During the sermon, I listened to the Sri Lankan priest - now safe from a brutal war - ask us to pray for tiny tots in Connecticut and how we were going to make this Christmas different.

So, I prayed - which is always harder than I care to admit. Then, I went home and put some "vushka" on, photographed them with a phone that's apparently smarter than me, and wrote what I hope are these simple if too many words. 

Because as those little "ears" float there in a soup of my making on a table in our house with my wife pottering, I am thankful to have heard the message of hope and light that is Christmas and share it with you.

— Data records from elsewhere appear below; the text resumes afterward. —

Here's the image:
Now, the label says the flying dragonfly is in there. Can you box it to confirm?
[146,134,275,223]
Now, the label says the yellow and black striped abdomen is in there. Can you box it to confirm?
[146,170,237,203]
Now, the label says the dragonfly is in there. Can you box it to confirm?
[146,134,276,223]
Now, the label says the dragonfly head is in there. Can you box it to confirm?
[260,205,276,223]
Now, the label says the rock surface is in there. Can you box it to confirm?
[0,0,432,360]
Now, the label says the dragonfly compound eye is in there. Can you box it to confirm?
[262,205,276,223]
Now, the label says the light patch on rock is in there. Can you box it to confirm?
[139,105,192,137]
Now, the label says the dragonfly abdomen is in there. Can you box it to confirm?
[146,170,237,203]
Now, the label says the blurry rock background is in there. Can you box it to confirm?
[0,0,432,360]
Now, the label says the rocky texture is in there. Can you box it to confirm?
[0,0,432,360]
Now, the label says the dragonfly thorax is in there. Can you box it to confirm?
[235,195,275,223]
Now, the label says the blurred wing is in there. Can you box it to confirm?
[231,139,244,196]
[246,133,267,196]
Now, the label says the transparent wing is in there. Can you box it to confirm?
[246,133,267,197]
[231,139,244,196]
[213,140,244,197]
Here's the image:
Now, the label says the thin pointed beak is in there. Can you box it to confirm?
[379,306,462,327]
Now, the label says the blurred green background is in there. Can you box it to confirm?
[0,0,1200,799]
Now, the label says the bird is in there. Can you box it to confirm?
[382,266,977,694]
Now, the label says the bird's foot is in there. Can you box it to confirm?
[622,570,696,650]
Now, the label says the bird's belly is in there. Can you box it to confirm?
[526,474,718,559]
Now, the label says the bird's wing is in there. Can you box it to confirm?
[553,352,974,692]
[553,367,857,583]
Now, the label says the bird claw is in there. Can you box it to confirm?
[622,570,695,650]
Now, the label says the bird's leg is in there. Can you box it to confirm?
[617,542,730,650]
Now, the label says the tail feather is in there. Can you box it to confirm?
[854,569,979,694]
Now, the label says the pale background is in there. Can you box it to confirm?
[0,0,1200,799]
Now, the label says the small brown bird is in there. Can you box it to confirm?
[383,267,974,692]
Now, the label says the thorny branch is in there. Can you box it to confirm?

Merry Christmas. Peace be with you.

(PS: Here's a link for "vushka" recipes from Olga Drozd: http://www.ukrainianclassickitchen.ca/index.php?topic=4920.msg7388#msg7388. Of Ukrainian heritage, Olga was born in Germany, raised in Australia and now lives in Canada, and I'm grateful for her really, really excellent website.)


  1. Peter you never cease to amaze me, at first my thought was ok dumplings an entertaining subject. I thank you for your time for putting vision not only into words, but how the smallest of things can bring out the best of wonders. Thanks for sharing them with us...Merry Christmas to you and yours...awaiting the next dumpling exploit! :)

  2. Thanks, Irene - you are very kind. All the best to you and yours for the sviata.